Ingolstadt
Von wegen unpolitische Jugend

Hohe Beteiligung an "Juniorwahl" im Katharinen-Gymnasium

21.09.2017 | Stand 02.12.2020, 17:27 Uhr

Ingolstadt (DK) Die Neunt- und Zehntklässler des Katharinen-Gymnasiums durften gestern abstimmen wie bei der Bundestagswahl am Sonntag - im Rahmen der bundesweiten Aktion "Juniorwahl". Sie soll junge Leute an den Parlamentarismus heranführen. Die Schüler beteiligten sich sehr rege.

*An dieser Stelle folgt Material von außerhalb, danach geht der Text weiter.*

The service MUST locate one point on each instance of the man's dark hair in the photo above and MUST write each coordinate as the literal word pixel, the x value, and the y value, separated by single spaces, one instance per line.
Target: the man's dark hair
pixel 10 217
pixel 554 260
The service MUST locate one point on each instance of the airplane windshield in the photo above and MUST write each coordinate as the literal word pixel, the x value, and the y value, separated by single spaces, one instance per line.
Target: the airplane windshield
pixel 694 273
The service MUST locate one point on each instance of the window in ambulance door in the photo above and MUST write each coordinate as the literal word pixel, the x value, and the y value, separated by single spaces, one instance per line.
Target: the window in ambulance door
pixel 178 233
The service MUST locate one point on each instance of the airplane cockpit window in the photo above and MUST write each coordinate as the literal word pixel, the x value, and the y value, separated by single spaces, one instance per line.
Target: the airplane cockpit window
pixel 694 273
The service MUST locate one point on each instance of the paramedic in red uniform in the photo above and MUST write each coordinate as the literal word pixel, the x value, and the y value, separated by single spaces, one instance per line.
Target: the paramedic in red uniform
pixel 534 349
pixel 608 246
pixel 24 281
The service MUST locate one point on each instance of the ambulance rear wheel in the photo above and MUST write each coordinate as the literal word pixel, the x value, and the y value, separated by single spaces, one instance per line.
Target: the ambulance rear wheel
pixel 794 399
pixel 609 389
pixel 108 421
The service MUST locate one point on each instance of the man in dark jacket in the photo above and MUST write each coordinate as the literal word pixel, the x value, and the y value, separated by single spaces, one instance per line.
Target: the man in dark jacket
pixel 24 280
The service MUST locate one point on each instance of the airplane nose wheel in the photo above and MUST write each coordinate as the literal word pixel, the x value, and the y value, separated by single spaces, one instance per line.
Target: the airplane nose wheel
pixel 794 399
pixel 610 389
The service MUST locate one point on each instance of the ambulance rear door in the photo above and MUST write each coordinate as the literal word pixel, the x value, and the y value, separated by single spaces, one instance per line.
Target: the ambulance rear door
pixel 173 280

9.40 Uhr. Die große Pause ist vorbei, das Wahllokal geschlossen. Jetzt wird es richtig amtlich. Zehn Elftklässler bereiten im Filmsaal des Katharinen-Gymnasiums alles für die Auszählung der Stimmen vor. Sie tragen die Wahlurne auf den Tisch. Gegenüber stehen fünf Wahlkabinen. Dort durften gerade alle Neunt- und Zehntklässler des Gymnasiums ihre zwei Stimmen für die Bundestagswahl abgeben. Mit der Betonung auf "dürfen"; die Beteiligung ist freiwillig.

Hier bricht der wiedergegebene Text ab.